Basically, burning calories through exercise causes some people to eat more, but not everyone does, and a few people actually eat less.  Alex Hutchinson discussed this point recently on his blog (1).  Part of it depends on how much fat you carry-- if you're already lean, the body is more likely to increase hunger because it very much dislikes going too low in body fat.  Most overweight/obese people do not totally make up for the calories they burn through exercise by eating more, so they lose fat.  There is a lot of individual variability here.  The average obese person won't lose a substantial amount of fat through exercise alone.  However, everyone knows someone who lost 50+ pounds through exercise alone, and the controlled trials support that it happens in a minority of people.  On the other side of the spectrum, I have a friend who gained fat while training for a marathon, and lost it afterward. 

Recent studies, reviewed in the NYT article, have shown that one of the key determinants of who eats more and who doesn't is the activation of reward circuits in the brain.  From a neurobiology perspective, these are THE circuits that determine your motivation to seek and consume food.  People who have increased reward circuit activation after exercise eat more; people who have less reward circuit activation after exercise eat less.  It's nothing revolutionary, because it's exactly what you'd expect, but it's still nice to see it confirmed.

Here's a quote from the end of the article:
“Four or five years ago, it really looked like appetite hormones” controlled what we eat, says Dr.
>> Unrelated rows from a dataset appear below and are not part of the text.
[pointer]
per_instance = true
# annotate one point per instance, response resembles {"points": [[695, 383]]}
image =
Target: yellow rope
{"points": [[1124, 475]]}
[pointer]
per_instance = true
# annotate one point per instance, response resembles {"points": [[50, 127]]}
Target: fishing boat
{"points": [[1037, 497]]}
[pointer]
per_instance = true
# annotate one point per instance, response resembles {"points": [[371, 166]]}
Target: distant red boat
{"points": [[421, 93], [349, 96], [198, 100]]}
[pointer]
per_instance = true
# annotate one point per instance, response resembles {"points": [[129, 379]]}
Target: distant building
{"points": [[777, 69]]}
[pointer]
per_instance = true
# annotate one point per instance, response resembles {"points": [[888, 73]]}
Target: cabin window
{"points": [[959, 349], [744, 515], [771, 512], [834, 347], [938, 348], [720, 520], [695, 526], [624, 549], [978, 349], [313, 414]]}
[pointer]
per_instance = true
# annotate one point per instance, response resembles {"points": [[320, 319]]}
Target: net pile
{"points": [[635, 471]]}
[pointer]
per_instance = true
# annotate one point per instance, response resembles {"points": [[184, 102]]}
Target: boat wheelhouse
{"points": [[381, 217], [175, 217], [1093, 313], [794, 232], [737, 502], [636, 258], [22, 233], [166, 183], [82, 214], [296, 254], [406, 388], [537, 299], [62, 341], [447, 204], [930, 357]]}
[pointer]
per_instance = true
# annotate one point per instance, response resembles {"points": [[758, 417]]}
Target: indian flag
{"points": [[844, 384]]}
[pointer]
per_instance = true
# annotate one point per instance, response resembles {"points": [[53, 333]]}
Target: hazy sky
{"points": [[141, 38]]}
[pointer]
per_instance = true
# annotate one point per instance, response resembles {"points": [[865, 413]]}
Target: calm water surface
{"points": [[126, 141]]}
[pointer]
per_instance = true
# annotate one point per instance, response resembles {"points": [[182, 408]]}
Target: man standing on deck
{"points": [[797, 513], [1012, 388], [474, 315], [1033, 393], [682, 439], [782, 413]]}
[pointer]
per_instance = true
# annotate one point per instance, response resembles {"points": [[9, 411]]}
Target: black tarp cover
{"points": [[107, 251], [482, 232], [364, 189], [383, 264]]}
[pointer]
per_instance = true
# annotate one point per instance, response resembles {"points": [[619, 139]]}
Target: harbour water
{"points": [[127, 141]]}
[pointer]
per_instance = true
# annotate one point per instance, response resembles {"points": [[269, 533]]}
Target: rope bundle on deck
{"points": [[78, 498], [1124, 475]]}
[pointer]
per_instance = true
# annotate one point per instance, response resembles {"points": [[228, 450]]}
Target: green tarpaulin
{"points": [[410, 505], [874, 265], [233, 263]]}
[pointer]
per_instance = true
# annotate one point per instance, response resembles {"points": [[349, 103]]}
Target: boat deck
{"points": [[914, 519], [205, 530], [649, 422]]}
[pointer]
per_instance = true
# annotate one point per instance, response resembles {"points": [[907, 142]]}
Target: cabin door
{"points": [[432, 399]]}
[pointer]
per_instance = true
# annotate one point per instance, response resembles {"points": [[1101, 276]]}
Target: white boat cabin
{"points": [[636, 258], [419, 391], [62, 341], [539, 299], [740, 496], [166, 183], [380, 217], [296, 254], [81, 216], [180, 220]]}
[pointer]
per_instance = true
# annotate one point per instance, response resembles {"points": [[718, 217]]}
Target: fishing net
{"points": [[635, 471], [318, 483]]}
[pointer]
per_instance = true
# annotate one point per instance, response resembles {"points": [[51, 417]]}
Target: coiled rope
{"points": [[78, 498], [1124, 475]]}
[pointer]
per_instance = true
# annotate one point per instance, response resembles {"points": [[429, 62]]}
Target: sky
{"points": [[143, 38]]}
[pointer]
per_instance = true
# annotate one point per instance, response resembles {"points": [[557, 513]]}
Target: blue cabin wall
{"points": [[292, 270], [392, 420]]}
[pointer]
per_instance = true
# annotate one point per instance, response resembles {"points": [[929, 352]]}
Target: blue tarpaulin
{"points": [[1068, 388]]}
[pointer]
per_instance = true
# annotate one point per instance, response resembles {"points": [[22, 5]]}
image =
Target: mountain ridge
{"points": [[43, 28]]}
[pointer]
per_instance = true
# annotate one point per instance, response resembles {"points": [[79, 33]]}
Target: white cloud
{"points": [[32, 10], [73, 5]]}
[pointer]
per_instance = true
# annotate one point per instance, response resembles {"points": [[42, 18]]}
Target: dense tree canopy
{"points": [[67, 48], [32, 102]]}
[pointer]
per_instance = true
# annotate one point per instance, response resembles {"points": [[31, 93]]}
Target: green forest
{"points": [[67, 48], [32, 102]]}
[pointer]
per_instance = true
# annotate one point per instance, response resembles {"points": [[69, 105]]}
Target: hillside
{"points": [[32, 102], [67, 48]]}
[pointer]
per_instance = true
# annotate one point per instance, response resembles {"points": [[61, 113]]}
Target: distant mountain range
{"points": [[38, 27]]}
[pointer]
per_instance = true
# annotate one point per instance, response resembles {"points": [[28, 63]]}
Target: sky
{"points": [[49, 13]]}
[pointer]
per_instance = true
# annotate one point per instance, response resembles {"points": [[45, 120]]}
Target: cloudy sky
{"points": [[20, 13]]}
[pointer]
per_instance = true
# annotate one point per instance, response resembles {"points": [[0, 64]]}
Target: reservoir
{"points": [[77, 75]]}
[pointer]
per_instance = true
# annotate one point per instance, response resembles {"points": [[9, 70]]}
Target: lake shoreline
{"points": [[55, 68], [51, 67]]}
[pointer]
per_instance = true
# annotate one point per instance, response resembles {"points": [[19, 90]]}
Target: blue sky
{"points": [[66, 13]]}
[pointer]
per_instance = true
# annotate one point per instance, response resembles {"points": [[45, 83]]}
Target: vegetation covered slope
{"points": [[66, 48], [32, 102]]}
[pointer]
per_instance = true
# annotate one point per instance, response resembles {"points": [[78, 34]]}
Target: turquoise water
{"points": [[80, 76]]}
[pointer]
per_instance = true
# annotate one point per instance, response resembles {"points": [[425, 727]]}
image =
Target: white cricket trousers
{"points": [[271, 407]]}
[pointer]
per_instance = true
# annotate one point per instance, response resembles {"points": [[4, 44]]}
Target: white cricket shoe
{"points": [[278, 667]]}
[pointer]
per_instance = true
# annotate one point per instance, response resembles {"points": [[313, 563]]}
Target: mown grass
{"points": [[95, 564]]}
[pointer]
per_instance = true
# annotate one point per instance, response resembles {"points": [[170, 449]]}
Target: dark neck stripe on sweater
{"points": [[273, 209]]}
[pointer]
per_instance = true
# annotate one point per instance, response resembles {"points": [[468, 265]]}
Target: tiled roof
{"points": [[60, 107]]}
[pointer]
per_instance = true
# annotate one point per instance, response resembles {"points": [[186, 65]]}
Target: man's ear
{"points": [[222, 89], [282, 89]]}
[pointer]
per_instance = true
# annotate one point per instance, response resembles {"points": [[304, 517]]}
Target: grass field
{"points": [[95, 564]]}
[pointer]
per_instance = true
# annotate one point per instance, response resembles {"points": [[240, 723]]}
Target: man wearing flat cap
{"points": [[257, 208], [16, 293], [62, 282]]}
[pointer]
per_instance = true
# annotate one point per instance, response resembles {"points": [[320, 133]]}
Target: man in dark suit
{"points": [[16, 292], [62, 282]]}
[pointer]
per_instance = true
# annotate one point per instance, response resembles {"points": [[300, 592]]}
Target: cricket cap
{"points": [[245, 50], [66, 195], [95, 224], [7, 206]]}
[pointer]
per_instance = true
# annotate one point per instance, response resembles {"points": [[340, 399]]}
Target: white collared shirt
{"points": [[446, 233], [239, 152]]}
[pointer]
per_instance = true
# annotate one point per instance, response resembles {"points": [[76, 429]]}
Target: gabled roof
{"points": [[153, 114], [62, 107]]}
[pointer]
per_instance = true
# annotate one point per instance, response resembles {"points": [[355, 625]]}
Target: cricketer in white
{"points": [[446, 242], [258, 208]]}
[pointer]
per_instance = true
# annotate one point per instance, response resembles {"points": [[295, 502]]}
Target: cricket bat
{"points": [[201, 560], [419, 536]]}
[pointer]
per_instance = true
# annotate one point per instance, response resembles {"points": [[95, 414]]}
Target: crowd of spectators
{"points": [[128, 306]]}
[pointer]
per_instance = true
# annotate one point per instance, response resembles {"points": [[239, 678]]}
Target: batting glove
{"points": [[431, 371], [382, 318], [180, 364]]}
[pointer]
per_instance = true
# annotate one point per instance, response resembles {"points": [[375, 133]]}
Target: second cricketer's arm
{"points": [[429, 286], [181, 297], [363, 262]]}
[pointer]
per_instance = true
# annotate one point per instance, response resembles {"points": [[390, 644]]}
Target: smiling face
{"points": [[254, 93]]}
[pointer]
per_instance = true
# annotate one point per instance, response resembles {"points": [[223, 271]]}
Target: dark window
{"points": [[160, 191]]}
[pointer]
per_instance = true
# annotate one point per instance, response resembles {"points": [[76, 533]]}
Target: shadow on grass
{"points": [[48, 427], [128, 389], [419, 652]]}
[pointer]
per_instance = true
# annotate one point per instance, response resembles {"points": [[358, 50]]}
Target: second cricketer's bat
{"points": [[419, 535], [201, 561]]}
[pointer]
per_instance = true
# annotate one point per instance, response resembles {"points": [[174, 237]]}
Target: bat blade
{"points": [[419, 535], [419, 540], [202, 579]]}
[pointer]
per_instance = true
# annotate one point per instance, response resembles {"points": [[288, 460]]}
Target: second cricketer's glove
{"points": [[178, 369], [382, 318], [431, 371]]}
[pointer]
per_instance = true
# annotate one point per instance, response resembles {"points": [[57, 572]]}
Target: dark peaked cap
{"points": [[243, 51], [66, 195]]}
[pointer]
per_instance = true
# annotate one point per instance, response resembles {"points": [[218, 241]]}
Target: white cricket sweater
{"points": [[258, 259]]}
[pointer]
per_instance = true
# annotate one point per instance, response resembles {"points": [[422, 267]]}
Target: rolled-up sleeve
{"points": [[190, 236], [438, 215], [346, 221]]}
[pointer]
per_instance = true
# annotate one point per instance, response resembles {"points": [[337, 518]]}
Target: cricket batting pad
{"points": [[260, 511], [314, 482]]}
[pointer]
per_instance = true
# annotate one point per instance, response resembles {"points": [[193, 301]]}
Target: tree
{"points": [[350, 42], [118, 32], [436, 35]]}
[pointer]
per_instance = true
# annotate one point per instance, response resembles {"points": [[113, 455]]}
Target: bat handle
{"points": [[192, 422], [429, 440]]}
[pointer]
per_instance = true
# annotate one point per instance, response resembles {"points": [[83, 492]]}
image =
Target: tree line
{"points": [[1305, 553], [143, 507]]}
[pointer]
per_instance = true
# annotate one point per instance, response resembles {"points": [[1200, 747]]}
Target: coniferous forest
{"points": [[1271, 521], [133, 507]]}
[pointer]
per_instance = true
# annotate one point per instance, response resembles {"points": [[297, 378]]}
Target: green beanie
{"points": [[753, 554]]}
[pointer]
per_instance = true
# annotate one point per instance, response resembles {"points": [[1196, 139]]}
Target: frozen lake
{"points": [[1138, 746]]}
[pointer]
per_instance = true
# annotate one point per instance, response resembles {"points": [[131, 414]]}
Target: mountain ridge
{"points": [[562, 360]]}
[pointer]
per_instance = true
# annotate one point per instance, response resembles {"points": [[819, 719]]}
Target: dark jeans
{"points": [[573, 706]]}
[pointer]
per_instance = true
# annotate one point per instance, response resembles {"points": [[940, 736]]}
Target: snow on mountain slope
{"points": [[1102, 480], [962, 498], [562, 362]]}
Habogian, who conducted some of the first studies of exercise and the hormones. “But I’m more and more convinced that it’s the brain. Hormones don’t tell you to go eat. Your brain does. And if we can get the dose right, exercise might change that message.”
Of course, hormones and other circulating signals influence what the brain decides, so they do have a substantial impact.  But the brain is the ultimate arbiter of food intake behaviors, and hormones and other circulating signals are among many factors that it considers.  I'll be exploring this in more detail in coming posts.